There are 15 gold medals up for grabs with individual and team events for both men and women in all three disciplines.
WHAT HAPPENED IN RIO
The format was tweaked in Rio to introduce elimination-style finals, semi-finals and medal matches to spice up the event. Italy topped the competition with four golds, followed by Germany with three.
Korean Jin Jong-oh made history in Rio winning the men’s 50 metre pistol to become the first shooter in Olympic history to win a specific event at three Games in a row.
WHAT CAN WE EXPECT IN TOKYO
Jin, already the most successful individual shooter in the Games, will be favourite to win his fourth straight gold, while German sharpshooter Christian Reitz will defend his Olympic rapid fire title.
Men's rifle three-position will crown a new winner following the retirement of three-time Olympic champion Niccolo Campriani of Italy, who has been training a group of refugee shooters.
Two-time Olympic champion Vincent Hancock will spearhead the United States' campaign, while Georgian Nino Salukvadze will be competing in her record ninth Olympics.

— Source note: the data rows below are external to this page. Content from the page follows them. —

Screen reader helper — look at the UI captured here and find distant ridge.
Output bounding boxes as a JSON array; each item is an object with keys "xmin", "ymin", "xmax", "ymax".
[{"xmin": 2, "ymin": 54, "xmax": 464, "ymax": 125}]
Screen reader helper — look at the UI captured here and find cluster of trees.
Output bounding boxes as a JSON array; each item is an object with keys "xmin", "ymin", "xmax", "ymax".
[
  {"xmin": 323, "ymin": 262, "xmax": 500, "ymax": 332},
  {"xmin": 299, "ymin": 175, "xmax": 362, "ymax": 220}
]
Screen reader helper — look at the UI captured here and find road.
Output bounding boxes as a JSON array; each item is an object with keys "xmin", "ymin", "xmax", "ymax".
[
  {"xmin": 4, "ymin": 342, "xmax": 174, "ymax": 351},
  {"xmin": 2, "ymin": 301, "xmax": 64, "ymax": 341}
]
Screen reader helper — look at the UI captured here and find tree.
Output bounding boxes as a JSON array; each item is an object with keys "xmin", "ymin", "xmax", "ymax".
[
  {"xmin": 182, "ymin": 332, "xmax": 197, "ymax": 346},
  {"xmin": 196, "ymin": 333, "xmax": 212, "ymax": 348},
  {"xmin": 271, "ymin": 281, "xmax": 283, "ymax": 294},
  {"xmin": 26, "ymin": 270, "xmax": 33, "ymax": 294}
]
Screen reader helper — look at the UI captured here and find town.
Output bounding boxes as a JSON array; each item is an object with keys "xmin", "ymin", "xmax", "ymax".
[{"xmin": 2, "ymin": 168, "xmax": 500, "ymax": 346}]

It's the first time that three mixed-gender team events will be played in additional to the six events for men and six for women.
WHEN IS IT HAPPENING?
Jul 24 to Aug 2
WHERE IS IT HAPPENING?
Asaka Shooting Range, which hosted the shooting events of the Tokyo 1964 Games and is around 30kms away from the National Stadium.
HOW DID WE GET HERE?
Target shooting was popular in Britain and colonial America and it was one of the nine events at the first modern Games in Athens in 1896. Since then, it has featured in all Games except in 1904 and 1928.
WELL FANCY THAT
Hungarian Karoly Takacs was part of the country's world-champion pistol-shooting team in 1939 but his career appeared over after a grenade exploded in his right hand. The army man taught himself to shoot left-handed and won the rapid-fire pistol golds at the 1948 and 1952 Olympics.